Thanks to Unknown for suggesting today’s Name of the Day: Luna.
While Harry languishes at #718, Ronald hovers at a respectable #319, and Hermione flirts with oblivion outside of the Top 1000, Luna has steadily caught on, climbing to #223 in 2012.
Luna Lovegood first appears in the fifth book of the series, and initially she more than earns her nickname – Looney – with her conspiracy theories and unusual accessories. But by series’ end, she’s quite heroic.
The book was published in 2003, and Luna entered the US Top 1000 the same year. The movie followed in 2007, with Evanna Lynch cast as the quirky Hogwarts student. That year, the name was up to #453.
Mythological and astronomical names feature large in Rowling’s wizarding world, and Luna is both. The ancient Romans venerated Luna as goddess of the moon, and the word luna has referred to the planet for millennia. The same root gives us lunar, lunette (for the crescent moon), and lunatic – literally, moon-struck or moon-sick.
Ultimately, her roots can be traced back to the Latin lux or lumen for light.
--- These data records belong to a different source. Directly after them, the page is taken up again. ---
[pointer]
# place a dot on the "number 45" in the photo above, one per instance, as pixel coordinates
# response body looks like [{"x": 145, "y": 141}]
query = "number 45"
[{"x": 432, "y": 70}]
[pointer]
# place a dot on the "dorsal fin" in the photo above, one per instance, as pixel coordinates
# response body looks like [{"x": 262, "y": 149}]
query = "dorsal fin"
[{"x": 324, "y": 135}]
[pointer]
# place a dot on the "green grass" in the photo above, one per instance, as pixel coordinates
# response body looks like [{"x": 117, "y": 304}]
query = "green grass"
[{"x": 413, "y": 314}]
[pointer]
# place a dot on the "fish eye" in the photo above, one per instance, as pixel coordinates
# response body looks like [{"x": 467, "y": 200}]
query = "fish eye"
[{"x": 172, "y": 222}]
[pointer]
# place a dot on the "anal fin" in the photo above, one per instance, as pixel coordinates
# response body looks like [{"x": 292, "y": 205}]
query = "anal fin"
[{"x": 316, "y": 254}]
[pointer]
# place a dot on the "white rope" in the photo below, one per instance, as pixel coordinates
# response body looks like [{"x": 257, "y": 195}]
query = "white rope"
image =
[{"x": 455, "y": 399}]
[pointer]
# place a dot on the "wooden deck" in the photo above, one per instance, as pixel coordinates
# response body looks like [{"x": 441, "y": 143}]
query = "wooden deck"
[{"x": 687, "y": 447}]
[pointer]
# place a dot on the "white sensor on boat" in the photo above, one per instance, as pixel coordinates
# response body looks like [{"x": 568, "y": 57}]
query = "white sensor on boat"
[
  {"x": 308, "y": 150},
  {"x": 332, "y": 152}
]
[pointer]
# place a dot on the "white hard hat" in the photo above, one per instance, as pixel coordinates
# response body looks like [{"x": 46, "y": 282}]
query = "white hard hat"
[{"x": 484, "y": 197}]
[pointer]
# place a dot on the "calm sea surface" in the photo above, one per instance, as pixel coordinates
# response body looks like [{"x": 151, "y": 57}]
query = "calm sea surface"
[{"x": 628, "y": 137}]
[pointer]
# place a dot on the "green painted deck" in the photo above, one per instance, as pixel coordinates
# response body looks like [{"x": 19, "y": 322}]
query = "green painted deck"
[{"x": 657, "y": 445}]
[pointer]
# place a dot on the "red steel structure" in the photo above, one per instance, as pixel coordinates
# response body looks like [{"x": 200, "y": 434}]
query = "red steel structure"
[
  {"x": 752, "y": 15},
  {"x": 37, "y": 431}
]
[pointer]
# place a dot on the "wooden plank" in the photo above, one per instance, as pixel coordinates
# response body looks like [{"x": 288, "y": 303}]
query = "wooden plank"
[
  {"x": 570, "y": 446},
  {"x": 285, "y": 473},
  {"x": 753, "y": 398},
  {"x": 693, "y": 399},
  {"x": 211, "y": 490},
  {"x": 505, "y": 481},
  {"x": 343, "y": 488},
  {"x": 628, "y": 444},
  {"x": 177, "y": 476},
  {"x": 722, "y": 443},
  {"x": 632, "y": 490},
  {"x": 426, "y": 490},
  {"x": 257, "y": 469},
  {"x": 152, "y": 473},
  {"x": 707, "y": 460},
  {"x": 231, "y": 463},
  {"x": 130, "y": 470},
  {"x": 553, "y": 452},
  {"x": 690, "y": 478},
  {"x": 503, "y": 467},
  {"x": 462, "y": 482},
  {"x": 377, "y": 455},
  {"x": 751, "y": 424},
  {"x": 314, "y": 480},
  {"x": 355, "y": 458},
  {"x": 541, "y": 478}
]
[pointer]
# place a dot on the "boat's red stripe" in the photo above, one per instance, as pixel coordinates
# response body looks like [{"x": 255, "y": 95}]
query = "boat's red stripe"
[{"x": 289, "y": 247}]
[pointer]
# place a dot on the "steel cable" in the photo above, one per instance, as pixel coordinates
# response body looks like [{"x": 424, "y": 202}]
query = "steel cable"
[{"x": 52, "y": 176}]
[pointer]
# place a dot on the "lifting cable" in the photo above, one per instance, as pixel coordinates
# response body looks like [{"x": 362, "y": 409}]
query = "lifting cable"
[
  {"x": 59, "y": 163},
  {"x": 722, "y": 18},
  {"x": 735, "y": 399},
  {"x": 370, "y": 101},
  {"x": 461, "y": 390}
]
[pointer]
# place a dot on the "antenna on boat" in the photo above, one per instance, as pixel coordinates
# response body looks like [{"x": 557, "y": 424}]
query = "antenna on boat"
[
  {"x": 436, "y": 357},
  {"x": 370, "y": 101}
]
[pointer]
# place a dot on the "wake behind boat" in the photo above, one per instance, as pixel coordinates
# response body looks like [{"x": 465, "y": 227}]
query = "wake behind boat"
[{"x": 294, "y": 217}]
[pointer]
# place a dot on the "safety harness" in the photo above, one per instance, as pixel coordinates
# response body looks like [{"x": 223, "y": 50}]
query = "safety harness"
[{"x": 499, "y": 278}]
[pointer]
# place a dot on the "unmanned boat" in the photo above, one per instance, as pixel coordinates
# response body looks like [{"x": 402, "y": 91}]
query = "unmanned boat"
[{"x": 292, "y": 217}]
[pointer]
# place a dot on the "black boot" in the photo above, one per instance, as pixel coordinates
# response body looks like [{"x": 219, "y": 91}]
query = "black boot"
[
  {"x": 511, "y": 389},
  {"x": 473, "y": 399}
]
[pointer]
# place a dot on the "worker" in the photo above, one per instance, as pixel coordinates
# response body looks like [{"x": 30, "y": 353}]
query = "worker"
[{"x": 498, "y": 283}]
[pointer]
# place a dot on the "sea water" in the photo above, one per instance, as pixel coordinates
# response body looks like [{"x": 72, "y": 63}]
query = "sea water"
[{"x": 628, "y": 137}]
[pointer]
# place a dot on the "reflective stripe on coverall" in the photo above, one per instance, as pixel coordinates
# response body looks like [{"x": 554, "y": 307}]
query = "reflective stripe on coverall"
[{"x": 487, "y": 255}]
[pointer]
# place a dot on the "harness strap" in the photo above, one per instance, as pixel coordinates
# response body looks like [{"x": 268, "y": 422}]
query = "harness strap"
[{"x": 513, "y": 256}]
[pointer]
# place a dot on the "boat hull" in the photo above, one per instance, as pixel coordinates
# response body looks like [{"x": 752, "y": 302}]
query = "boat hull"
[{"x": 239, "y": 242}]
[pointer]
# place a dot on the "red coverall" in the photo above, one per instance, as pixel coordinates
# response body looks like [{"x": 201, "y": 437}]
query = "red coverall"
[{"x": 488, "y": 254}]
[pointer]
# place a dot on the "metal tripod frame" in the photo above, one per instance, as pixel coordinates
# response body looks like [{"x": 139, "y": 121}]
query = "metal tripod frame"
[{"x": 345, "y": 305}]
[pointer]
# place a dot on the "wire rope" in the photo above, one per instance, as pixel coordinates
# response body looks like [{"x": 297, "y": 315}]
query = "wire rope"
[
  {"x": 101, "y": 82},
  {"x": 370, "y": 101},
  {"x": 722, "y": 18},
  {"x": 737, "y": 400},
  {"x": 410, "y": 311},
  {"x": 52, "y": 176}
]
Like the fictional witch, madness is only at first glance. On closer examination, she’s almost as respectable as Lucy.
In fact, she qualifies as a vintage revival. Back in the nineteenth and early twentieth century, Luna regularly ranked in the US Top 1000, peaking in 1881, and charting as late as 1921.
Hop a flight to Belgium and you’ll find Lunas aplenty on the playground, where she’s also spelled Louna.
She’s also a surname, a place name, and common name for fictional characters. And, of course, there’s the lime green luna moth.
My favorite reference is Luna Park – pictured above, in its glory days. The early amusement park at Coney Island inspired namesakes as far afield as Berlin and Budapest, Melbourne and Moscow, Tehran and Tel-Aviv, as well as across the US.
The amusement park was founded by Frederic Thompson and Skip Dundy. They first collaborated on a spacecraft-themed ride for the 1901 Pan-American Exhibition. The next year, the duo relocated the ride to Coney Island, and eventually built an entire park around it. The park could have been named for their signature ride – but it just so happens that Skip had a sister called Luna.
A fire destroyed the park in the 1940s, but it was rebuilt and re-opened in 2010, a mix of nostalgia and modern amusements.
High profile parents have embraced Luna:
- Uma Thurman and Arpad Busson welcomed daughter Rosalind Arusha Arkadina Altalune Florence in 2012. The couple reduced their daughter’s mouthful of a name to Luna.
- Penelope Cruz and Javier Bardem chose the name for their daughter in 2013.
- Actress Constance Marie was an early adopter – her daughter arrived in 2009.
Between the admirable fictional character, her stylish sound, and her ties to the night sky, no wonder this celestial appellation is a stylish choice for parents in 2014. The only question is how popular she’ll become.